Avec tout son esprit, son brillant, ses discours étalés, il ne savoit quoi que ce soit au monde, n’eut jamais ni gravité ni maintien, se vêtit et vécut toujours comme à dix-huit ans, et les propos souvent de même ; il n’avoit d’homogène avec les Italiens chez qui on l’envoyoit, au milieu du feu de la constitution, que la foi et les mœurs. Aussi ne songeât-il jamais sérieusement à y aller, mais à toucher gros pour ses équipages, dont il ne fit que lentement un seul carrosse, et à se faire payer ses appointements, comme s’il eût été à Rome. Ce manège dura plusieurs années, au bout desquelles il ne fut plus question d’ambassade, dont il se seroit sûrement aussi bien acquitté qu’il avoit fait du siège de Turin.

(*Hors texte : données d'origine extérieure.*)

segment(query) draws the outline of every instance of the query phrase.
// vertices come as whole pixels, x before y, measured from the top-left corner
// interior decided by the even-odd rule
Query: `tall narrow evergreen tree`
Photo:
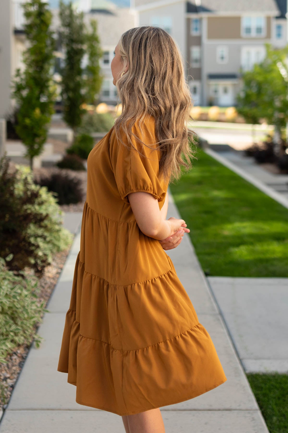
[[[30,0],[23,6],[28,48],[23,55],[24,70],[17,69],[13,80],[13,95],[19,109],[16,132],[27,148],[26,156],[32,168],[34,157],[43,149],[54,112],[56,94],[51,69],[54,40],[48,3]]]
[[[86,42],[85,25],[83,13],[75,10],[72,2],[65,4],[61,0],[59,6],[64,51],[64,64],[61,68],[63,119],[75,135],[84,111],[81,106],[86,99],[81,65]]]
[[[86,98],[87,103],[96,105],[104,78],[104,75],[100,73],[101,68],[99,62],[103,53],[97,32],[96,20],[91,20],[90,25],[91,30],[87,32],[86,36],[88,64],[86,70]]]

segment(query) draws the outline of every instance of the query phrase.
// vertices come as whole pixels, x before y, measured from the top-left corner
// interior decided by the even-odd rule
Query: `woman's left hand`
[[[182,233],[180,233],[182,231]],[[189,233],[190,229],[187,228],[187,224],[184,224],[171,236],[169,236],[166,239],[159,240],[163,249],[173,249],[176,248],[181,243],[184,233]]]

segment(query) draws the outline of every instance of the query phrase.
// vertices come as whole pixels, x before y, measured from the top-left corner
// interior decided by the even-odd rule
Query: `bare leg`
[[[123,420],[123,423],[124,424],[124,427],[125,427],[125,431],[126,432],[126,433],[130,433],[130,430],[129,429],[129,426],[128,425],[128,419],[127,418],[127,415],[123,415],[122,417],[122,419]]]
[[[129,433],[165,433],[163,419],[158,407],[140,414],[127,415]]]

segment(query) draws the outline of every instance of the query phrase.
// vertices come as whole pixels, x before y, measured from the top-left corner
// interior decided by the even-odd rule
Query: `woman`
[[[167,189],[191,167],[190,95],[164,30],[124,33],[111,69],[122,112],[87,160],[87,198],[58,370],[76,402],[122,417],[127,433],[165,431],[160,407],[227,380],[165,249]],[[182,159],[186,157],[186,161]]]

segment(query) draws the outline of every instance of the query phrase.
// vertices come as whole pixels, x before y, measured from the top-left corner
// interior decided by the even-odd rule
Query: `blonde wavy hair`
[[[132,135],[147,145],[132,133],[132,127],[137,122],[141,130],[146,115],[153,116],[159,140],[153,150],[161,152],[158,175],[169,182],[178,179],[181,166],[188,171],[192,166],[191,158],[197,159],[191,145],[195,144],[195,134],[186,123],[193,120],[193,103],[178,46],[165,30],[147,26],[127,30],[118,47],[123,71],[125,58],[129,69],[116,84],[122,103],[122,113],[114,123],[117,139],[126,146],[121,129],[133,147]]]

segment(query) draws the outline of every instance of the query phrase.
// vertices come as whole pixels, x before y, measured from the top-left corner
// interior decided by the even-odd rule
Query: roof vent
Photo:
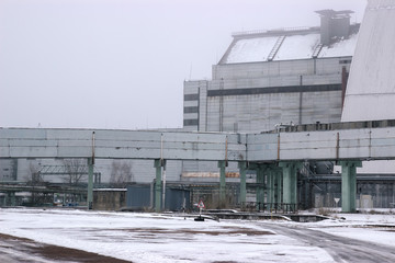
[[[350,34],[351,10],[334,11],[331,9],[319,10],[320,16],[320,42],[324,46],[335,43],[338,38],[347,38]]]

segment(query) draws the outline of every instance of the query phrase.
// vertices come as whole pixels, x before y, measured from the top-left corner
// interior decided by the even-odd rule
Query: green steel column
[[[275,170],[271,168],[268,173],[268,204],[269,208],[273,208],[274,203],[274,175]]]
[[[88,158],[88,209],[93,208],[93,159]]]
[[[275,172],[276,178],[276,199],[275,203],[281,204],[282,203],[282,172],[278,170]]]
[[[297,204],[297,169],[302,165],[298,162],[280,162],[283,171],[283,203]]]
[[[246,162],[239,162],[238,163],[239,172],[240,172],[240,204],[241,208],[245,208],[246,206],[246,196],[247,196],[247,186],[246,186],[246,170],[247,170],[247,163]]]
[[[161,161],[157,159],[154,161],[154,167],[156,169],[156,179],[155,179],[155,211],[159,213],[161,208]]]
[[[354,213],[357,196],[357,168],[361,161],[341,161],[341,211]]]
[[[15,192],[10,193],[11,206],[16,206]]]
[[[290,163],[280,163],[283,169],[283,203],[292,204],[292,165]]]
[[[223,207],[226,203],[226,174],[225,174],[225,161],[218,161],[219,168],[219,205]]]
[[[257,168],[257,203],[264,203],[264,168],[258,165]]]

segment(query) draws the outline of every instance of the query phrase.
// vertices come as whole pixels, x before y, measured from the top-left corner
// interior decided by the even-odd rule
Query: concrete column
[[[361,161],[341,161],[341,211],[354,213],[357,196],[357,168]]]
[[[88,209],[93,208],[93,159],[88,158]]]
[[[155,211],[159,213],[161,209],[161,160],[157,159],[154,161],[154,167],[156,169],[156,179],[155,179]]]
[[[283,172],[283,203],[285,205],[297,205],[297,169],[298,162],[280,162]]]
[[[226,203],[226,173],[225,173],[225,161],[218,161],[219,168],[219,206],[224,207]]]
[[[240,204],[241,208],[246,206],[246,196],[247,196],[247,184],[246,184],[246,171],[247,171],[247,163],[239,162],[238,163],[239,173],[240,173]]]

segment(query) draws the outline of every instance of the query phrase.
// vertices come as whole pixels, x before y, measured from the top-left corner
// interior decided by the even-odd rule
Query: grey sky
[[[1,0],[0,127],[182,127],[232,32],[319,24],[366,0]]]

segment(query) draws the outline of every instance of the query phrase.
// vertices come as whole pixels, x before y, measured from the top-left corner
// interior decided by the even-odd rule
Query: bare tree
[[[125,187],[131,182],[133,182],[132,163],[113,161],[110,178],[111,186]]]
[[[76,185],[81,182],[83,175],[87,174],[87,160],[84,159],[65,159],[63,161],[67,175],[64,181],[70,185]]]

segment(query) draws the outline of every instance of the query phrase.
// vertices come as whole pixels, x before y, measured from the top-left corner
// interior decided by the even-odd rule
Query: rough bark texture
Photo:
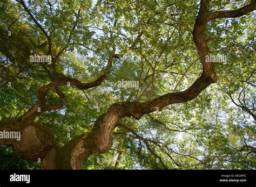
[[[21,1],[25,10],[40,29],[45,33],[49,41],[49,52],[51,53],[51,38],[43,27],[30,13],[25,3]],[[217,82],[217,76],[213,63],[206,63],[206,56],[210,53],[204,35],[207,22],[217,18],[234,18],[246,15],[255,9],[255,2],[252,3],[236,10],[208,12],[210,0],[202,0],[198,15],[193,31],[193,40],[197,47],[203,66],[201,76],[194,83],[185,91],[167,94],[145,103],[119,102],[114,103],[106,113],[101,115],[95,122],[92,130],[73,139],[62,148],[53,143],[53,136],[48,128],[41,124],[31,123],[40,112],[61,109],[65,105],[64,96],[59,90],[59,87],[68,82],[75,87],[87,89],[100,85],[109,73],[112,66],[112,60],[116,57],[114,47],[110,55],[107,66],[103,75],[96,81],[83,83],[78,80],[64,76],[58,77],[55,72],[56,67],[53,64],[53,81],[48,85],[40,88],[37,103],[26,113],[17,120],[10,120],[0,122],[0,130],[19,131],[21,140],[0,140],[0,143],[13,143],[16,153],[25,160],[37,160],[42,159],[43,169],[82,169],[83,160],[93,153],[104,153],[108,152],[112,146],[113,130],[118,122],[125,117],[132,117],[140,119],[143,115],[156,111],[172,104],[187,102],[197,97],[200,93],[211,84]],[[58,54],[58,57],[60,54]],[[57,59],[53,59],[54,61]],[[46,69],[47,70],[47,68]],[[50,74],[49,71],[48,71]],[[46,104],[47,93],[55,89],[60,98],[59,104]],[[38,109],[40,107],[41,112]]]

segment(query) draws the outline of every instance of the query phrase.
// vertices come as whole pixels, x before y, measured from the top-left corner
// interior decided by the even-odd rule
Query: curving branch
[[[252,0],[252,2],[240,9],[234,10],[224,10],[208,13],[207,15],[207,21],[223,18],[237,18],[253,11],[256,9],[256,1]]]

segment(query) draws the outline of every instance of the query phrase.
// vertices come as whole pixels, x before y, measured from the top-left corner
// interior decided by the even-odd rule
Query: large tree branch
[[[256,9],[256,1],[252,0],[251,3],[240,9],[234,10],[225,10],[208,13],[207,15],[207,21],[212,19],[223,18],[237,18],[245,15]]]
[[[28,7],[26,6],[26,4],[25,4],[25,2],[24,2],[23,0],[21,0],[20,2],[18,1],[22,5],[22,6],[24,8],[25,10],[28,12],[28,13],[30,17],[32,18],[33,21],[35,22],[35,23],[37,25],[37,26],[40,28],[40,30],[43,32],[43,33],[44,34],[45,37],[47,38],[47,40],[48,40],[48,46],[49,46],[49,51],[48,54],[50,54],[52,55],[52,52],[51,52],[51,37],[47,34],[46,32],[45,31],[45,30],[43,28],[41,25],[37,21],[37,20],[36,19],[35,17],[33,16],[33,15],[31,13],[30,11],[29,10]]]

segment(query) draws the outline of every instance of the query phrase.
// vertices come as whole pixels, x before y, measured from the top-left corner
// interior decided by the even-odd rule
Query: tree
[[[4,156],[43,169],[255,168],[255,1],[1,7],[0,128],[21,132],[0,140]]]

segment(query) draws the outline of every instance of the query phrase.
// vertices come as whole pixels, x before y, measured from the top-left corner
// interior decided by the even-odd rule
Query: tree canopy
[[[2,0],[0,167],[255,169],[255,8]]]

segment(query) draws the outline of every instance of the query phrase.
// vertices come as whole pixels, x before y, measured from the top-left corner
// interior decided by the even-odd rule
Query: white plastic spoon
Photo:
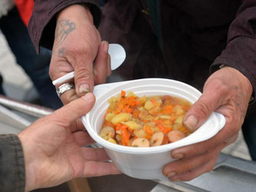
[[[109,44],[108,54],[111,57],[111,70],[118,68],[125,61],[126,53],[124,48],[119,44]],[[52,81],[53,85],[63,83],[65,81],[71,79],[75,77],[75,72],[70,72],[65,75],[57,78]]]

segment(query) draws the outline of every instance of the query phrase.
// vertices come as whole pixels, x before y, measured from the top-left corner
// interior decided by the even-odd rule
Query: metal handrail
[[[42,107],[40,105],[32,104],[24,101],[19,101],[8,98],[0,94],[0,104],[12,110],[22,112],[36,118],[42,118],[52,114],[54,110]]]

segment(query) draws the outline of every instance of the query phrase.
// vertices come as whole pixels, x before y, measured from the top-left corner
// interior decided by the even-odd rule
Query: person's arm
[[[256,1],[242,1],[235,19],[230,25],[228,44],[211,66],[211,71],[220,66],[231,66],[250,81],[256,90]],[[254,98],[254,92],[253,93]]]
[[[0,135],[0,191],[25,190],[25,163],[17,135]]]
[[[38,53],[40,46],[52,48],[57,15],[75,4],[88,5],[93,15],[95,25],[98,26],[101,12],[97,0],[35,0],[33,13],[28,24],[28,32]]]
[[[85,147],[95,141],[85,130],[80,117],[91,110],[95,101],[93,94],[88,93],[18,134],[25,171],[21,164],[21,167],[13,167],[12,172],[5,174],[18,177],[18,174],[24,177],[25,171],[25,184],[24,178],[22,184],[25,191],[50,187],[76,177],[120,174],[113,163],[106,162],[109,157],[103,148]],[[21,146],[19,148],[21,151]],[[12,170],[10,163],[6,161],[5,167]]]
[[[221,150],[238,138],[256,88],[255,24],[256,2],[244,0],[230,26],[226,49],[211,65],[202,95],[183,120],[188,129],[196,130],[214,111],[225,116],[226,124],[207,141],[172,151],[177,161],[163,169],[169,180],[190,180],[211,170]]]
[[[45,2],[40,1],[38,2],[40,6],[35,5],[35,10],[42,8]],[[95,21],[99,14],[94,14],[92,8],[94,7],[91,4],[66,5],[65,8],[62,7],[62,9],[58,9],[59,11],[58,14],[55,12],[56,8],[55,9],[55,17],[52,19],[55,23],[52,25],[53,28],[40,27],[44,29],[44,33],[42,35],[42,33],[38,35],[42,35],[41,39],[40,38],[35,39],[40,41],[42,45],[44,45],[45,42],[54,41],[49,70],[52,81],[75,71],[75,79],[69,81],[74,81],[75,91],[68,91],[62,94],[61,99],[65,104],[89,91],[92,92],[94,85],[105,83],[111,74],[108,43],[101,41],[95,26]],[[45,17],[52,13],[45,8],[38,12]],[[48,17],[47,18],[48,19]],[[38,25],[42,25],[40,21],[35,22]],[[32,25],[31,21],[31,26],[32,25],[35,27],[36,25]],[[42,25],[45,25],[44,22]],[[52,28],[55,30],[55,32]],[[30,31],[32,33],[32,29]],[[55,35],[53,38],[54,34]],[[44,38],[44,35],[47,38]],[[38,46],[38,42],[36,41],[35,45]],[[60,85],[57,84],[56,88]]]

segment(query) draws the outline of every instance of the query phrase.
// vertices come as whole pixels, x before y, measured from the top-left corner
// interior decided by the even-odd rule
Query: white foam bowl
[[[98,133],[108,108],[108,99],[118,96],[121,91],[132,91],[137,96],[172,95],[194,103],[201,93],[185,83],[163,78],[145,78],[105,84],[95,87],[96,103],[85,116],[81,118],[91,137],[105,150],[106,153],[124,174],[139,179],[166,179],[163,167],[173,161],[170,152],[177,147],[198,143],[215,135],[224,125],[225,118],[213,112],[208,121],[189,136],[171,144],[150,147],[131,147],[110,143]]]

Le nouveau duc de Valentinois pressoit pour se faire recevoir au parlement, et les pairs, à cette occasion, pressoient aussi pour faire finir les usurpations dont ils se plaignoient. M. le Duc prétendit que le duc du Maine et le comte de Toulouse ne devoient plus traverser le parquet. Tout cela fit surseoir la réception du duc de Valentinois, et une nouvelle aigreur entre M. le Duc et le duc du Maine.